Schörghuber Unternehmensgruppe
- Trade name: Schörghuber
- Company type: Kommanditgesellschaft
- Founded: 1954; 72 years ago
- Headquarters: Munich, Bavaria, Germany
- Key people: Nico Nusmeier (Chairman of the Board of Management) Alexandra Schörghuber (Chairwoman of the Board of Trustees)
- Revenue: €771 million (2018)
- Owner: Schörghuber Stiftung & Co. Holding KG
- Number of employees: 2,766
- Website: www.sug-munich.com/en

= Schörghuber Unternehmensgruppe =

Schörghuber Unternehmensgruppe (SUG) is a company owned by Schörghuber Stiftung & Co. Holding KG (SHKG). It operates nationally and internationally in the fields of beverages, hotels, salmon farming and processing, construction and real estate.

==History==
In 1954 Josef Schörghuber founded a property developer and real estate business in Munich, Bayerische Hausbau GmbH & Co. KG. At the end of the 1950s, he entered the commercial aviation business, the foundation of the former aircraft leasing division (until 2011). In 1969, the company entered the hotel business with the operation of the Arabella Hochhaus in Munich. In 1978, Schörghuber took over the prefabricated house manufacturer Hanse Haus.

At the end of the 1970s, Unternehmensgruppe took over Heilmann & Littmann Bau-AG. In 1980, the company decided to merge with KG Sager & Woerner to form Heilit+Woerner Bau-AG, but sold it to Walter Bau AG in 1988 for a symbolic price of one mark.

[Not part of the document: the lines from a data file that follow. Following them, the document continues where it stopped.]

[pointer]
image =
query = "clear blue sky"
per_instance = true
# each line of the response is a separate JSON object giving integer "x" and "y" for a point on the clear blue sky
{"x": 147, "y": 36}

At the end of the 1970s, Schörghuber entered the beer business by purchasing the Hacker-Pschorr and Paulaner breweries. After Josef Schörghuber's death in 1995, his son Stefan Schörghuber, who had been working in the hotel and mountain railways sector in the company since 1984, took over the company. Since the death of Stefan Schörghuber on 25 November 2008, his widow Alexandra Schörghuber has been running the company.